アートバンク(Art Bank)は、政府機関などが主に現存の若手美術作家の美術作品を入札形式にて購入し、政府庁舎や一般企業、個人宅に貸出し、その貸借料を収益とする事業を表す。
主に、
- 国内のアーティストの支援
- 美術の普及・啓蒙
の2点を目的として、政府機関によって運営される。最も古い事例は、1972年にカナダ政府によって着手された。その後、オーストラリア政府が1980年にアートバンクを設立し、ノルウェー、韓国等でも同様のプロジェクトが実施された。日本政府も、カナダに情報提供を求めたという。

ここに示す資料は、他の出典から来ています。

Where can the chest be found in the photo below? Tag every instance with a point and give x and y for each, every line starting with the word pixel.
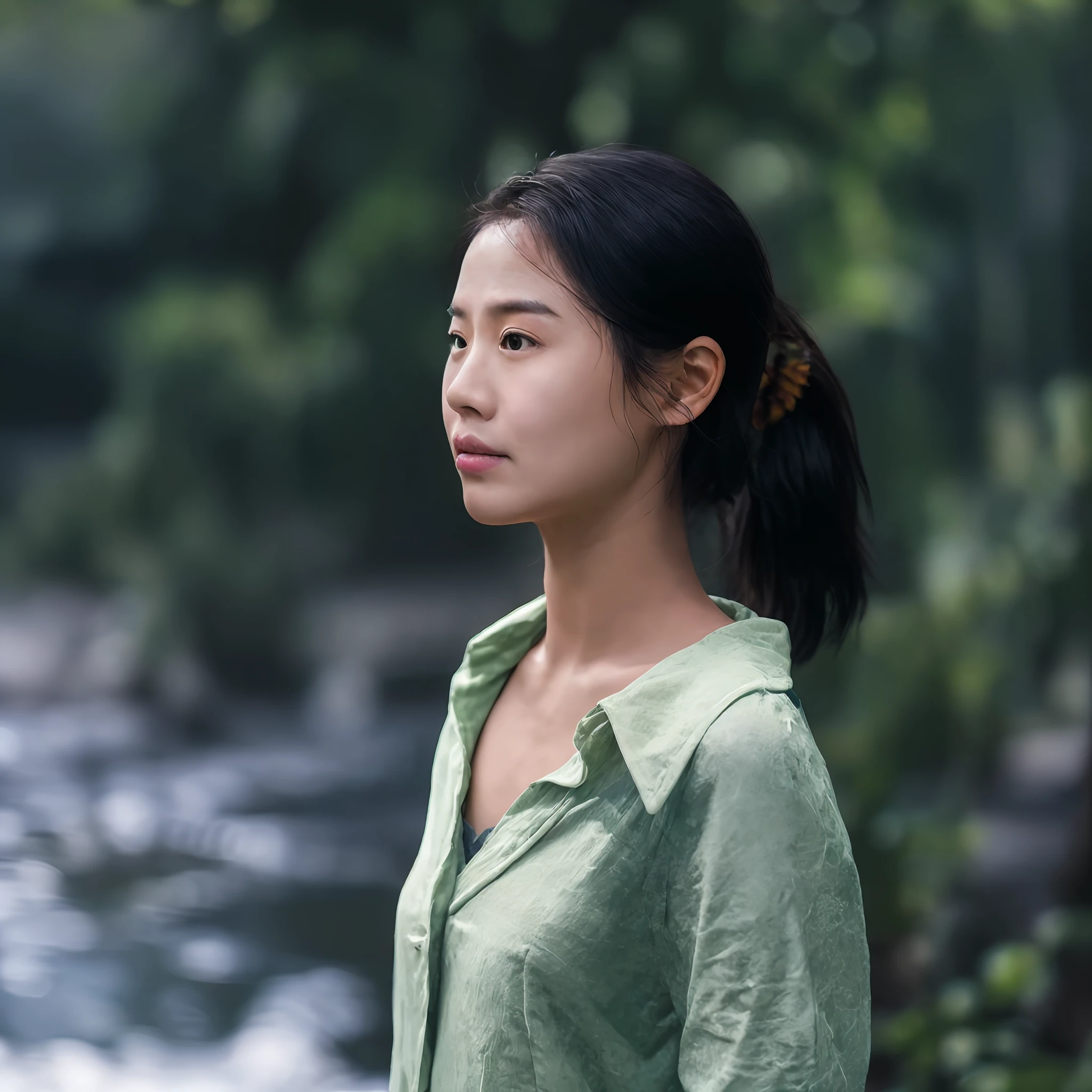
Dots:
pixel 528 735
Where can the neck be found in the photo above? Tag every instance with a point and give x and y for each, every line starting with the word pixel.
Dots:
pixel 622 583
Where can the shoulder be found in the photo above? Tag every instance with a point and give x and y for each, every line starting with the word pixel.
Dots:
pixel 762 731
pixel 759 758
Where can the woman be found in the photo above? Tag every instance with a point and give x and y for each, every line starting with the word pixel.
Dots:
pixel 633 875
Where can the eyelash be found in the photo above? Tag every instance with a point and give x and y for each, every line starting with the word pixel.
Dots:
pixel 512 333
pixel 458 342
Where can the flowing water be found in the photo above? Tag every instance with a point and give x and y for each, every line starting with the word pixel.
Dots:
pixel 211 919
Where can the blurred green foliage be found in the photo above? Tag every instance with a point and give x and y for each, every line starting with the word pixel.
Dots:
pixel 226 247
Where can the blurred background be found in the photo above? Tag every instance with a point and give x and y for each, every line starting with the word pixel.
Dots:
pixel 235 572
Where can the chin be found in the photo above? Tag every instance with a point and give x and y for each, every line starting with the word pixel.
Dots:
pixel 494 511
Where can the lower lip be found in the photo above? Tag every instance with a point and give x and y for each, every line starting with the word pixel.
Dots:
pixel 472 463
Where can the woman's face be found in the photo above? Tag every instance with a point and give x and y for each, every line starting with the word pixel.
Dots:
pixel 534 404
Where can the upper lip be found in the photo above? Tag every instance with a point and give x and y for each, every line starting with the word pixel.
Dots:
pixel 471 445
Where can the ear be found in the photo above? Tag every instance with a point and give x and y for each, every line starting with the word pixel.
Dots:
pixel 694 377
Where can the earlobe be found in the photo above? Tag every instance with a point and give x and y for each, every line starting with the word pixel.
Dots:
pixel 697 376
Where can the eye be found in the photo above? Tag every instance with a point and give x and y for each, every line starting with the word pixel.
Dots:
pixel 516 342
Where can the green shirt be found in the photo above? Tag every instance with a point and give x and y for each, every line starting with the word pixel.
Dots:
pixel 675 908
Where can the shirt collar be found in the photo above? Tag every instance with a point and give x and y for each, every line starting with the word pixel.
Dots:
pixel 660 718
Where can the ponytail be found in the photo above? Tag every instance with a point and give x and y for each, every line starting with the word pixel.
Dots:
pixel 662 256
pixel 795 544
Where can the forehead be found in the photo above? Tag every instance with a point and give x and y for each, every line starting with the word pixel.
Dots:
pixel 505 259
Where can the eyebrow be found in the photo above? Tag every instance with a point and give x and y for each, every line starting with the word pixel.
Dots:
pixel 510 307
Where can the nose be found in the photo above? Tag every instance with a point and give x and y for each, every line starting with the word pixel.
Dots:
pixel 471 392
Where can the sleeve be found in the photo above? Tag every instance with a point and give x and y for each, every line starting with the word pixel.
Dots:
pixel 762 935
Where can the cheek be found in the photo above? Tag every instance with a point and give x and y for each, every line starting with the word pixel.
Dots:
pixel 573 431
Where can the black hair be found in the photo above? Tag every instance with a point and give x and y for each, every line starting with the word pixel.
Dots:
pixel 662 255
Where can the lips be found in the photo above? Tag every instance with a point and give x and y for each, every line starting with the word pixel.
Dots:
pixel 474 456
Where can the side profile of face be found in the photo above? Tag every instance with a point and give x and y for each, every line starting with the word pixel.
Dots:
pixel 534 403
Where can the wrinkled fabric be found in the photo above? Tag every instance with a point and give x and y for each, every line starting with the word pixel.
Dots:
pixel 676 908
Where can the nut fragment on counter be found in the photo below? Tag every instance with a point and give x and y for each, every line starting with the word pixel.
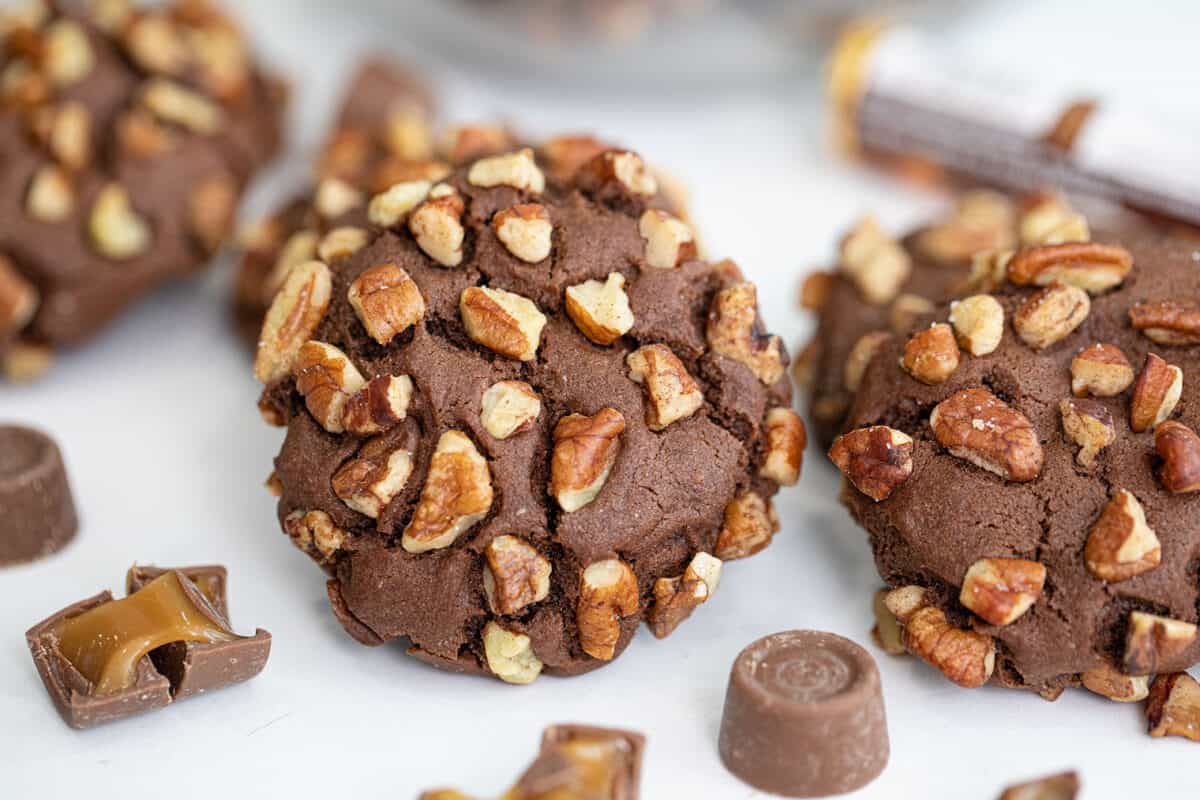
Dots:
pixel 875 459
pixel 671 392
pixel 457 493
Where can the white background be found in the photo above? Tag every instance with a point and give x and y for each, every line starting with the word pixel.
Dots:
pixel 168 457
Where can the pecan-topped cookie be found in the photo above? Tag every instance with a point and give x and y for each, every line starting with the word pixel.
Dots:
pixel 1035 506
pixel 126 138
pixel 522 417
pixel 882 284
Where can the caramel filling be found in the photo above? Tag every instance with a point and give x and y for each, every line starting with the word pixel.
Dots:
pixel 580 769
pixel 106 643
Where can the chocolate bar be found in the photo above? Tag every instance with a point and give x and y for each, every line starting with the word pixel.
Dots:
pixel 103 659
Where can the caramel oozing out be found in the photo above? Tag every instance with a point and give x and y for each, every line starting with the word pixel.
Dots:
pixel 106 643
pixel 585 767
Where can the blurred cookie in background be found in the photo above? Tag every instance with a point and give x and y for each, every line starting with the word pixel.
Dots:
pixel 127 138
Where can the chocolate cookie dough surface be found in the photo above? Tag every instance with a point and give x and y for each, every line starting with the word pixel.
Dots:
pixel 881 284
pixel 522 417
pixel 1027 468
pixel 126 138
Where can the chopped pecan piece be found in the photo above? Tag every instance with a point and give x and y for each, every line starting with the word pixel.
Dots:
pixel 875 459
pixel 977 426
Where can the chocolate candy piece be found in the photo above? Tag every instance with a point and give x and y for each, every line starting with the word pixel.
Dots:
pixel 804 716
pixel 576 762
pixel 39 515
pixel 103 660
pixel 1063 786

1972年、アートバンク事業は予算庁の審議を可決し、申請された25万カナダドルに対して、5年間で500万カナダドルが割り当てられた。この潤沢な資金によって、国内最大級の現代アートコレクションが形成され、アートバンク事業として運用が開始された。
しかし、初期(1970年代)において、重大な事業上の課題が発生した。調達した作品とレンタルのニーズにミスマッチが発生し、費用が売上を上回る赤字事業となった。これは、アートバンクを政府の単なるインテリア調達機能にしたくないと考えた当時の作品調達の責任者が、調達する作品の選定にレンタルのニーズを考慮しなかったからであったという。後に外部による調査で、作品調達部門と貸出部門のセクショナリズムにより、事業として必要な情報や経営方針が共有されていない事が明らかになった。これらの調査報告に基づき、アートバンク事業は政府による資金注入を必要としない、独立採算部門として再出発した。
その後1980年代を通して、アートバンクはカナダのアート市場の最も重要な存在に成長した。これは、市場関係者がアートバンクのコレクションに入ったアーティストが、カナダの美術市場重要であり、次世代に引き継がれるべきであると考え、アート市場における価格形成に影響を及ぼしたからである。しかし、巨大なインスタレーション作品や彫刻、映像作品等、レンタルに適さない形式の作品の購買も依然続けられた。これらの作品は、国の美術コレクションとしては適していたかもしれないが、明らかにアートバンクの事業目的にそぐわないものであった。さらに、購買される作品と顧客のニーズの乖離が生じ、購買作品に対して顧客の要求が上がるようになった。
1995年、依然改善されない採算性と、巨大になりすぎたコレクションの大部分が貸し出されない状態になっている点、さらに有名になったアーティストが自らの作品を買い戻し始めると言った一連の問題により、アートバンクは事業閉鎖の危機に瀕する。しかし、創立期のディレクターであったLuke Rombout氏が事業再建に呼び戻され、余剰人員の解雇、購買の一時凍結、地代の安い保管スペースへの移転等、一連のリストラを実施した。この努力によってアートバンクは事業継続を認められる事となった。
その後、アートバンクは自己採算性を持った事業としての経営スタイルを定着させ、2002年以降は政府の資金を受けずに事業を継続している。現在は2,800人のアーティストから、18,000作品をコレクションに納めており、総額は6千万カナダドルを上回ると言われている。現在のマーケティングメッセージは「Rent works of art for your place of work.(あなたの職場にアート作品をお貸しします。)」と、非常に顧客志向の高いものとなっており、顧客のニーズに応えるアートコンサルタントが営業活動を行っている。この結果は収益性の大幅な改善に反映されているという。但し、顧客は主に政府関係で、一般企業向けの貸出比率は10%に満たないという。
オーストラリアにおけるアートバンク事業は、オーストラリアの文化芸術の振興と、アートのある暮らしを啓蒙する目的で運営されている。事業モデルは、カナダのアートバンクを見習っており、貸出料はコレクションの収集に再投資される。
1980年オーストラリア政府の芸術支援プログラムとして開始され、現在は"Department of Environment, Water, Heritage and the Arts"の一部門として運営されている。
コレクションの対象は、主にカナダの若手新興アーティストの視覚芸術作品であり、約3,000人にアーティストの絵画、写真、彫刻、先住民のアート作品が10,000点以上をコレクションとして運用している。